The activity of independent clothing retailers in France, including multi-brand outlets and franchisees, contracted by 1.6% in July compared to the same period last year, according to the latest barometer from the Fédération Nationale de l’Habillement (FNH). The sales season, which ended on July 22, saw an even sharper decline, with sales falling 4.6% year-on-year.
Despite challenging conditions, the FNH noted that a significant number of fashion retailers actively participated in the summer sales. Around 42% of shops implemented two separate markdowns, while 53% offered discounts starting at 30%. However, the federation warned that the repeated use of deep discounts is unsustainable and pointed to the urgency of long-term changes in retail strategy. “These figures show once again that the sales model is outdated and that to counter new ways of consuming, it is urgent to propose long-term changes,” the FNH stated.
Performance across the country was uneven. Île-de-France posted a 5% increase in activity compared to July 2024, though the FNH cautioned that this figure reflects a rebound from last year’s unusually weak sales caused by disruptions related to the Paris 2024 Olympic Games. Some other regions such as Brittany (+3%) and Nouvelle-Aquitaine (+1%) reported modest gains, but the overall national picture remained negative. In contrast, sales in Pays de la Loire dropped by 9%, Auvergne-Rhône-Alpes fell by 8%, Centre-Val-de-Loire by 6%, and Corsica saw the steepest plunge with a 15% year-on-year decline.

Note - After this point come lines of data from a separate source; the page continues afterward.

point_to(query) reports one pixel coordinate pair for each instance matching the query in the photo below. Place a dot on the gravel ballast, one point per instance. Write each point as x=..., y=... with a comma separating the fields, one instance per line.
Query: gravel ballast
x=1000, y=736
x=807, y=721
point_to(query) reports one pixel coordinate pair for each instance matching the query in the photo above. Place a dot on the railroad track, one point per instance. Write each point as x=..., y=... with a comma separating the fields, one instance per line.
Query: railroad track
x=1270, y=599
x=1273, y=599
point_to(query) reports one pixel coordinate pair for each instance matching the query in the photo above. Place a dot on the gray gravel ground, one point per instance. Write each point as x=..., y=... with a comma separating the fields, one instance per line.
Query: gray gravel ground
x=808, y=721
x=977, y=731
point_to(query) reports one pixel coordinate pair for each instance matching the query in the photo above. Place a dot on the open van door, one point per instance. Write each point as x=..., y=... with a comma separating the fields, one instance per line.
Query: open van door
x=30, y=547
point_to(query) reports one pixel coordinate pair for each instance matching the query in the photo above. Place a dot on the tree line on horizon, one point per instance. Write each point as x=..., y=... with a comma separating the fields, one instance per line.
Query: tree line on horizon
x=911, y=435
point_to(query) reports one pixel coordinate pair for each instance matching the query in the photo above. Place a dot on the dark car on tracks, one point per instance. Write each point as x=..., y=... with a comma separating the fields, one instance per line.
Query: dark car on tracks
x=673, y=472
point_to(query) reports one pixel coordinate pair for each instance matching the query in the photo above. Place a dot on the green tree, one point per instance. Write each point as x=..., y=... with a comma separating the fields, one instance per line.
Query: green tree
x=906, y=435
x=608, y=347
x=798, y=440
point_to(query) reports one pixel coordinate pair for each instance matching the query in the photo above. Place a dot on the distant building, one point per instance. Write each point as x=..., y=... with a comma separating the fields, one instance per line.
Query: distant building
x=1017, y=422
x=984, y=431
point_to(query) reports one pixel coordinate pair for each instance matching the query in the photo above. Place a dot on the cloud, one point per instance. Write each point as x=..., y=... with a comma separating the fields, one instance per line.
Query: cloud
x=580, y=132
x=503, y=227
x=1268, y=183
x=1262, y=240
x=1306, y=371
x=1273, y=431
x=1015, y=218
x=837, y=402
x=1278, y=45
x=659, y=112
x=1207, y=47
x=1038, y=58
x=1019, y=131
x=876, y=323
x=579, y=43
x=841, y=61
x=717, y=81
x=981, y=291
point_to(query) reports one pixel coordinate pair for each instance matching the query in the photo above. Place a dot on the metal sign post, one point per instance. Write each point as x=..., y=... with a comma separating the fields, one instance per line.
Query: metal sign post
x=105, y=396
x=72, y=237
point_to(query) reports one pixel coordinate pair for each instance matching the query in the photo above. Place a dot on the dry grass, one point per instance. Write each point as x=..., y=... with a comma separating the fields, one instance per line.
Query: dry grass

The FNH has long warned of worsening conditions for independent fashion retailers in France, who operate more than 30,000 shops nationwide. In March 2025, nearly 67% of those surveyed reported revenue drops, with the average decline reaching 8.1%. The federation has consistently highlighted the pressure posed by fast fashion, online competition, and outdated promotional models that no longer resonate with evolving consumer habits.